Despite their differences, MS researchers share some important common ground. They generally agree that, whether or not the disease starts with a malfunction of the immune system, it clearly has an immunological component. Levels of white blood cells and antibodies, which are produced in response to substances the body does not recognize as its own, are higher than normal in the cerebrospinal fluid of MS patients — a clear sign that the immune system is hyperactive.

They also agree that certain genes increase susceptibility to MS, and that environmental factors play a role (people who live closer to the equator, get more sunlight and have higher blood levels of vitamin D have lower rates of MS than those who live in cooler regions). And they agree that infection with the Epstein–Barr virus in older patients is strongly linked, at least epidemiologically, to the onset of MS.

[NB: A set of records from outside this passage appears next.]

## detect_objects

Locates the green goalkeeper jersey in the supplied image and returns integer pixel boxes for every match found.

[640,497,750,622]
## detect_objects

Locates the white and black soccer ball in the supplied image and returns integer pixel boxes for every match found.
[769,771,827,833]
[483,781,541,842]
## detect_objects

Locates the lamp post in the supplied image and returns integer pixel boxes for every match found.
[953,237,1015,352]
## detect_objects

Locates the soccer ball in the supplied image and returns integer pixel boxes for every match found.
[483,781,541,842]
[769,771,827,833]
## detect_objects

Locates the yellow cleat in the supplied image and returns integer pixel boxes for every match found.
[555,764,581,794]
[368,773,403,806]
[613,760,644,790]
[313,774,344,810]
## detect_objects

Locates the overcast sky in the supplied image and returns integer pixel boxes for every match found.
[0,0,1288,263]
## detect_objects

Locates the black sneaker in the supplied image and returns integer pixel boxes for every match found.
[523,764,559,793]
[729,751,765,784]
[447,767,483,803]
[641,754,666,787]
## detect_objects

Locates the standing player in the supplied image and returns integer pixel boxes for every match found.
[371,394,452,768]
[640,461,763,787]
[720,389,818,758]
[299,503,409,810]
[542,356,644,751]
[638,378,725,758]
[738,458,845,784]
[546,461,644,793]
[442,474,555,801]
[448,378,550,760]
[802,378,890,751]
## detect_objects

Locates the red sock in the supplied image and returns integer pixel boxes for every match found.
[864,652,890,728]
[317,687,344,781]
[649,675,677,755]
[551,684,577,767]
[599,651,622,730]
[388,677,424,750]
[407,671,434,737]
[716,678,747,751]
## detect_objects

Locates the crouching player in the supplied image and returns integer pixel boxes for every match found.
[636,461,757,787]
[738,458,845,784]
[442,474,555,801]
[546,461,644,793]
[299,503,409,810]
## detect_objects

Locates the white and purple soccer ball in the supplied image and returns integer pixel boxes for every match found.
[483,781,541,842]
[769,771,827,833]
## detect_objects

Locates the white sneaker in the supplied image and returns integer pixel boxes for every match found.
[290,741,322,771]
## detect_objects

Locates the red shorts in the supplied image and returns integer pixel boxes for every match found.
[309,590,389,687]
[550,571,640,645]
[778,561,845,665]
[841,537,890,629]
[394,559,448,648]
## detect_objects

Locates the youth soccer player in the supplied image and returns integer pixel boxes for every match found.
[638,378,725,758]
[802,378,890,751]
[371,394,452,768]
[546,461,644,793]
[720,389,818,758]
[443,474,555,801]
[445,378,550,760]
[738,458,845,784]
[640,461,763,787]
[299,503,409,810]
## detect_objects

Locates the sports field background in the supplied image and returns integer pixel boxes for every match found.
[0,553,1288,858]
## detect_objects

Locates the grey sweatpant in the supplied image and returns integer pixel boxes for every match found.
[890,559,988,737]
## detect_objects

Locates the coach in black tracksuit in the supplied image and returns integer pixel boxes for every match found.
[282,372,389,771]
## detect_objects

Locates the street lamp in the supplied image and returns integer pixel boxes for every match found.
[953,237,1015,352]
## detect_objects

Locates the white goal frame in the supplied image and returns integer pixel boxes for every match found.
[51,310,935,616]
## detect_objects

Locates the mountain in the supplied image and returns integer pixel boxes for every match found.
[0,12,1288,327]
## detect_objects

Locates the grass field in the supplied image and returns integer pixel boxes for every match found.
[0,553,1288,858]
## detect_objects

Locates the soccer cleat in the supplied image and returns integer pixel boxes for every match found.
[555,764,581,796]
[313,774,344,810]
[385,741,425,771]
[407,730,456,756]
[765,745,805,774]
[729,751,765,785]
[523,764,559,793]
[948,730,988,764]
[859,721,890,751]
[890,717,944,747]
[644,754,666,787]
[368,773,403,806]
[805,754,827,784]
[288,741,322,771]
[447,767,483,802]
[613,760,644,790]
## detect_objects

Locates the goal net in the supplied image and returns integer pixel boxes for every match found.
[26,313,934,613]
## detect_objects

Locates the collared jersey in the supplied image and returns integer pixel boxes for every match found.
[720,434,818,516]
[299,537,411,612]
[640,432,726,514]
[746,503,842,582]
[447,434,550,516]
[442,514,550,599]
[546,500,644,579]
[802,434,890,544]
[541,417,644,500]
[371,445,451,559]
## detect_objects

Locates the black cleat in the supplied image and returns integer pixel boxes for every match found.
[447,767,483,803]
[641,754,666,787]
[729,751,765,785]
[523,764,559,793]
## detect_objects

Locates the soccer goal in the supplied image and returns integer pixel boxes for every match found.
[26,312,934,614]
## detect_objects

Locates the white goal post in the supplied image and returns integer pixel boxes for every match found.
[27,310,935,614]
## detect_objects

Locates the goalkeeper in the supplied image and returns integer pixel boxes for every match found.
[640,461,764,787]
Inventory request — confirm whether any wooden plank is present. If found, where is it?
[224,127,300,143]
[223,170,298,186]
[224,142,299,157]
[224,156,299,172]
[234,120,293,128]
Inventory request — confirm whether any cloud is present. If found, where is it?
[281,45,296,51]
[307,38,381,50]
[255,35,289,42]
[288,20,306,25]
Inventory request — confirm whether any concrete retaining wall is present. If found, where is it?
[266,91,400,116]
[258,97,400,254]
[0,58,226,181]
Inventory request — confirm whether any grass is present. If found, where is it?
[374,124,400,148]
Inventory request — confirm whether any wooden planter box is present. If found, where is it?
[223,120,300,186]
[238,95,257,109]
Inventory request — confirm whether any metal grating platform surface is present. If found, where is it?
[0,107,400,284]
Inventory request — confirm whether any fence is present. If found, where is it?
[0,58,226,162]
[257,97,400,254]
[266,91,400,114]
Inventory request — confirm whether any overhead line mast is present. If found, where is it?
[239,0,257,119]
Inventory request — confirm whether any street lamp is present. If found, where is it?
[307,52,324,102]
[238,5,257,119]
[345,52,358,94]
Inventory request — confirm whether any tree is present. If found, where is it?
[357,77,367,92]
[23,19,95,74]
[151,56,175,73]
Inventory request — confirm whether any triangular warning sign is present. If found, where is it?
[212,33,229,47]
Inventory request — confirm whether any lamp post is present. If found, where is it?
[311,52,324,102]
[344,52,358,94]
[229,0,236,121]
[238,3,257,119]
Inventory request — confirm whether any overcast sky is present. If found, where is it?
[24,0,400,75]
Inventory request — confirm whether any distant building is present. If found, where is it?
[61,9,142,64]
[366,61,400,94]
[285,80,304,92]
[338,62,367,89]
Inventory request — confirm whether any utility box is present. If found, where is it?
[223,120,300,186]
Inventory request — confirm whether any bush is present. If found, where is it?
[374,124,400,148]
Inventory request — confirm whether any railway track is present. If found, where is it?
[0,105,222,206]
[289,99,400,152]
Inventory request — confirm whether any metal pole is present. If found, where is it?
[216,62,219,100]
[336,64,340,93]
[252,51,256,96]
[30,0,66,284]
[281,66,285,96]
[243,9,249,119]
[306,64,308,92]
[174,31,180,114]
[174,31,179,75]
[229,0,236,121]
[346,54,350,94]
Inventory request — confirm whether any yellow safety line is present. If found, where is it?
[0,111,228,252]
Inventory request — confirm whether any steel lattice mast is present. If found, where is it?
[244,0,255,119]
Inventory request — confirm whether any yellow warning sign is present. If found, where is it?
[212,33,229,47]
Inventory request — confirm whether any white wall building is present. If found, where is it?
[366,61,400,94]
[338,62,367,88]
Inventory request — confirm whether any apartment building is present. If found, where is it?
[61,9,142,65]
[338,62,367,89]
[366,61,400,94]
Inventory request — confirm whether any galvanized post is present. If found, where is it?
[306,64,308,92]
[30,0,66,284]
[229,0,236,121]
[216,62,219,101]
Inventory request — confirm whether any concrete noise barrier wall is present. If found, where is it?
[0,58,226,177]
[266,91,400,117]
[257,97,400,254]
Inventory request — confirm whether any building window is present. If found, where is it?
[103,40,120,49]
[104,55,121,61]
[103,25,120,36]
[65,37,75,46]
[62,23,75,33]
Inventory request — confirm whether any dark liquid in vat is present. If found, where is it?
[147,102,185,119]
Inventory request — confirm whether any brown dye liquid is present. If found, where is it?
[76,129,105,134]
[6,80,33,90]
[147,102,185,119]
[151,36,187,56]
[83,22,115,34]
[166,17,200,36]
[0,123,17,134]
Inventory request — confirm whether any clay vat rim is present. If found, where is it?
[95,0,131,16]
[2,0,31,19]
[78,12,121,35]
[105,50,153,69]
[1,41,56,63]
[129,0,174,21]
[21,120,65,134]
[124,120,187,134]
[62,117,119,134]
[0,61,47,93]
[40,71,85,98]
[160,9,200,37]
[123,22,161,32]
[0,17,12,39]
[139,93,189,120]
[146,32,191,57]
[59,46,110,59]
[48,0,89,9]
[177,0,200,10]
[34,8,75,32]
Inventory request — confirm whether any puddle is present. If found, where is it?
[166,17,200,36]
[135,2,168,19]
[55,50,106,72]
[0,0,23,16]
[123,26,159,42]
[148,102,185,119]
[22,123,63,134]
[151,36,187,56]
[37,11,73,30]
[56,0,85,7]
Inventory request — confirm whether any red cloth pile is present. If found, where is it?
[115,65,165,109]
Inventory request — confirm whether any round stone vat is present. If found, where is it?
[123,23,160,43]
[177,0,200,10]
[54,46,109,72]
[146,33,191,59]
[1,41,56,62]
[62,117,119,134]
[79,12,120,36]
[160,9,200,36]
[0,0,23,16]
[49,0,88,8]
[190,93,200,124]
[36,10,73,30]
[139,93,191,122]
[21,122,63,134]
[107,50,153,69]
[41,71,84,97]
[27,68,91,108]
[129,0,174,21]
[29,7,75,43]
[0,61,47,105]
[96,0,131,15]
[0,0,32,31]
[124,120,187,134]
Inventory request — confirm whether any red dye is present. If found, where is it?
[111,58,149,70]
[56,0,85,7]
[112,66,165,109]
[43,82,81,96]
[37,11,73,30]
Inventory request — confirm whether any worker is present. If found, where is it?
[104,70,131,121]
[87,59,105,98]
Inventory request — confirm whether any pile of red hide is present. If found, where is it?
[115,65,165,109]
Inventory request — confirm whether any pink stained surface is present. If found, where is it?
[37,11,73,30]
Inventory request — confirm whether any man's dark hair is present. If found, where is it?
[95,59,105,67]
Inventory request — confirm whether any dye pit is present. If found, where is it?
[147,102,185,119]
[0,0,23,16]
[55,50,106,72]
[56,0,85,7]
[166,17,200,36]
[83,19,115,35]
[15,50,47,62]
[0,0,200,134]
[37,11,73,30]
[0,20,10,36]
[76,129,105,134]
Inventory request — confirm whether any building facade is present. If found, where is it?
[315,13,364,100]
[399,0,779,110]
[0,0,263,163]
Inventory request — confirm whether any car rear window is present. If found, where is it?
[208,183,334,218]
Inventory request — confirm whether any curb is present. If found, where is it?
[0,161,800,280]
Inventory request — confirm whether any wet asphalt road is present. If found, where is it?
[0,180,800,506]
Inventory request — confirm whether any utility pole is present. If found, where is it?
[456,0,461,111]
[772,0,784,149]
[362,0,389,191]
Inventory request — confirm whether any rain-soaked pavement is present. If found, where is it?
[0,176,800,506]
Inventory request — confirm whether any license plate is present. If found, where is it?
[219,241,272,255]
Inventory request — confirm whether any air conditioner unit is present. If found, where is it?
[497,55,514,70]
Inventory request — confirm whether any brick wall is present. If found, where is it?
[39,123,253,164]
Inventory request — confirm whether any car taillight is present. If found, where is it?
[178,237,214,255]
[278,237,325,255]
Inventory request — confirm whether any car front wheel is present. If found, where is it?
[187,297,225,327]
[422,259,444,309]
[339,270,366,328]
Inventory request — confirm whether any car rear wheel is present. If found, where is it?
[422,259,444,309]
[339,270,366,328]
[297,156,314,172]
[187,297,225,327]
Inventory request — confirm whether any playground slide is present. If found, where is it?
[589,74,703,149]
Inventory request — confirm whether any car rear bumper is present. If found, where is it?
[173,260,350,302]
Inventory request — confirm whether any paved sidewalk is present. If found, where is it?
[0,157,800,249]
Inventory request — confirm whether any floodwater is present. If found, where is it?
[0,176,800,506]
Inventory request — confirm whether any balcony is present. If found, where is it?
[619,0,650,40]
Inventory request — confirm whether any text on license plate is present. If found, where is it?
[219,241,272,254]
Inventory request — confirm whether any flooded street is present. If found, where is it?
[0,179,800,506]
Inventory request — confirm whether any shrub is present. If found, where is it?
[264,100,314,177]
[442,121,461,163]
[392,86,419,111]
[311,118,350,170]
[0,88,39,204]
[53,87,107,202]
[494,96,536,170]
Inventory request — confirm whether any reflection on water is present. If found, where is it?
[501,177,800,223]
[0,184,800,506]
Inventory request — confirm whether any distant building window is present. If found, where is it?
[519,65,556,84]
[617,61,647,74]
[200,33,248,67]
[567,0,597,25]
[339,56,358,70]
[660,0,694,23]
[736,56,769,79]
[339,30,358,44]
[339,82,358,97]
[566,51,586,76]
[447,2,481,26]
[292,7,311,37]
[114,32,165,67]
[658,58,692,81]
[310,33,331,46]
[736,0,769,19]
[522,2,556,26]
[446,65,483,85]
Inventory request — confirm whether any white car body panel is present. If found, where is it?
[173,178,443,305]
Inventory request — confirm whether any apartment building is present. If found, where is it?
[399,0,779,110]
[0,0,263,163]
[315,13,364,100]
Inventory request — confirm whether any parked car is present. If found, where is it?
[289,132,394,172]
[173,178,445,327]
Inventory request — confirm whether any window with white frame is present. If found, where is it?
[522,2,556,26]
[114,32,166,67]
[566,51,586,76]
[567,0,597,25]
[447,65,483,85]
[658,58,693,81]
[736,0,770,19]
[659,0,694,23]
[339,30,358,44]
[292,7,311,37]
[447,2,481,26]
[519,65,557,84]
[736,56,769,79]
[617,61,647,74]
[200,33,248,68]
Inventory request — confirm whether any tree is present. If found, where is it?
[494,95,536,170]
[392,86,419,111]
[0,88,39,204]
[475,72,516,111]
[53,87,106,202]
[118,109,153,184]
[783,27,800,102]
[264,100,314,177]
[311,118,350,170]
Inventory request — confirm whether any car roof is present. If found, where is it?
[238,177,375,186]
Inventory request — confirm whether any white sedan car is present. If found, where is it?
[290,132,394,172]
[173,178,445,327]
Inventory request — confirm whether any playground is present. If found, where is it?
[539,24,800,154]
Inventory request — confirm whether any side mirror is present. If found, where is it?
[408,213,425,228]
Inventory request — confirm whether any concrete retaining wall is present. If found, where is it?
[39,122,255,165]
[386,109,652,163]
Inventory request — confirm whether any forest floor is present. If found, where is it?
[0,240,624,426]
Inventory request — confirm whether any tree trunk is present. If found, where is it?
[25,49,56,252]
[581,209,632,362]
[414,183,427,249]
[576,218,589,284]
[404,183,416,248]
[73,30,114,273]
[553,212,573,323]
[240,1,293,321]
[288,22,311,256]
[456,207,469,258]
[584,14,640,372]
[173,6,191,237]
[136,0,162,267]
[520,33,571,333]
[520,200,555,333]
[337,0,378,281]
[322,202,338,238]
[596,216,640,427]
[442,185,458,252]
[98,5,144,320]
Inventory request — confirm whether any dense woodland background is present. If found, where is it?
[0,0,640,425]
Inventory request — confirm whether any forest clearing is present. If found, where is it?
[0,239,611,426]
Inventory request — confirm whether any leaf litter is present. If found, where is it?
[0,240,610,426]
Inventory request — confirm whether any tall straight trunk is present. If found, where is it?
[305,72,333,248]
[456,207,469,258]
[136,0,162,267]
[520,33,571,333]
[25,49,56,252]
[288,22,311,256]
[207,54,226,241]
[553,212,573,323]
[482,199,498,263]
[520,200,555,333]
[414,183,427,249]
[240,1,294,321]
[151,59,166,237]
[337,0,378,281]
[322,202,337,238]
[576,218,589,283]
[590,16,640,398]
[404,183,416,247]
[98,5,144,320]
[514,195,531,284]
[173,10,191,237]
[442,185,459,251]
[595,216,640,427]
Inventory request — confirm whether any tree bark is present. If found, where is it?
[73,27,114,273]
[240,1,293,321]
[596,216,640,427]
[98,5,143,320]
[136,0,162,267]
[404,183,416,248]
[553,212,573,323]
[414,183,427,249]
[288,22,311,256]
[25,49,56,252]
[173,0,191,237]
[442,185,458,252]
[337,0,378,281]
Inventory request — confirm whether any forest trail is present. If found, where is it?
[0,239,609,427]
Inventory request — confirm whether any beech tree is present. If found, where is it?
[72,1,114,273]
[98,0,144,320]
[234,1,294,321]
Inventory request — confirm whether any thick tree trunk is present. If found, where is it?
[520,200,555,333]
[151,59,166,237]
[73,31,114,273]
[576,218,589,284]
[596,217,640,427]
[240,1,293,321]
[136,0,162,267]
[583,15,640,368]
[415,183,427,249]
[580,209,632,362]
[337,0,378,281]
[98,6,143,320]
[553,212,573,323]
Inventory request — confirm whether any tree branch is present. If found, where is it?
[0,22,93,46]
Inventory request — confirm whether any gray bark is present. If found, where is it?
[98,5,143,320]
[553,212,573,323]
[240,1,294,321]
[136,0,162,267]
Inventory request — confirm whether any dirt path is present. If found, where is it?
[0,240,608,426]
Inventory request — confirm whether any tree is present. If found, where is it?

No single risk factor can predict the onset of MS, says Oksenberg. “You can have the genetic profile but, if you're lucky and don't encounter the trigger, you will be safe. On the other hand, you can encounter the trigger and, if your genetics don't predispose you to the disease, you may also be safe.” Rather, he says, “it's a perfect storm”, in which multiple factors combine to initiate the onset of disease.

Many researchers, including Oksenberg, believe that MS might really be a collection of different diseases that share the same clinical presentation. This might explain why it has been so difficult to piece together the disparate factors to create a single explanation of what triggers and perpetuates the disease. “We are starting to recognize that our simplifications have been going too far, and we need to start to grasp and deal with the complexity of disease,” Oksenberg says.

For now, however, the full picture is still unclear, leaving questions to be answered and theories to be verified. “MS is one of those year-long jigsaw puzzles that's spread out on the table, and everyone in the family is involved, and different people are good at different sections of the puzzle,” says Ransohoff. “Very slowly some definable elements are coming into view. We no longer think the puzzle shows a picture of Van Gogh's Starry Night; now we realize it's the shoreline in Hong Kong.” Before they are finished, the image might have morphed yet again. But while different family members might squabble over where the pieces fit, they are working together — bit by bit — to sort it out.